Eigentlich besteht in Deutschland das sogenannte Lotteriemonopol – dies bedeutet, dass nur konzessionierte Gesellschaften eine Lotterie durchführen dürfen. Die Organisation erfolgt dabei auf der Ebene der Bundesländer. Aus diesem Grund sind auf dem deutschen Markt hauptsächlich staatliche Lotterien wie NKL vertreten. Der Verkauf der Lose erfolgt hier ebenfalls reguliert durch staatliche Lotterieeinnahmen wie NKL Boesche.

Grünes Licht trotz Widerstand

Durch diese Regelung war es die Aufgabe des Finanzministeriums Rheinland Pfalz – hier befindet sich der Sitz der Deutschen Sportlotterie – die Seriosität sowie den Sinn der Unternehmung Hartings eingehend zu prüfen.
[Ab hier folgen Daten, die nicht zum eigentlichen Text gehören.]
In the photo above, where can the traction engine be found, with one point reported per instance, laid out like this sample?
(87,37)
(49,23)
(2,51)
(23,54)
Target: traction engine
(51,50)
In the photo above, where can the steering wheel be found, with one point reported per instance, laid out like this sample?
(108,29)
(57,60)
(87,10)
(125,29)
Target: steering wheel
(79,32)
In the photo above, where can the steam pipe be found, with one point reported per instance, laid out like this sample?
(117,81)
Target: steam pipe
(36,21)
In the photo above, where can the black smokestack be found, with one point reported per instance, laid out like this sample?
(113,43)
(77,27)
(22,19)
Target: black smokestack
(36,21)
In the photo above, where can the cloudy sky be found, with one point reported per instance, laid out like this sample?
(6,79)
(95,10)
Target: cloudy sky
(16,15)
Es wurde grünes Licht gegeben – trotz einiger Hürden, die die Deutsche Sportlotterie zu meistern hatte. So stießen der Diskuswerfer und seine Mitstreiter auf teilweise heftige Widerstände von Seiten des organisierten Sports. Besonders der Deutsche Olympische Sportbund hatte lange Zeit Vorbehalte gegen die Idee, da es Befürchtungen gab, dass bisherige Einnahmen aus Lotto und Glücksspirale nachhaltig gefährdet seien. Diese Befürchtungen scheinen aber nun ausgeräumt zu sein und die Deutsche Sportlotterie kann im September problemlos ihren Spielbetrieb aufnehmen. Der Geschäftsführer der Deutschen Sportlotterie, Gerald Wagener, beurteilt dies als durchweg positiv und bedankt sich bei Robert Harting: „Vor allem Robert hat sich neben seinem aufwendigen Training und Studium ungemein ins Zeug gelegt, um langfristig dem Spitzensport in Deutschland zu einer besseren Förderung zu verhelfen.“

Leistungsfähigkeit steigern

Die Mittel für die Sportförderung sollen später nach einem bestimmten Schlüssel verteilt werden. Das große Ziel der Gesellschafter ist es, vor allem die Leistungsfähigkeit wieder zu steigern. Gerade bei den Olympischen Spielen ist die Anzahl der Medaillen in den letzten 20 Jahren stark zurückgegangen. Mit einer angemessenen Förderung soll sich dies wieder ändern.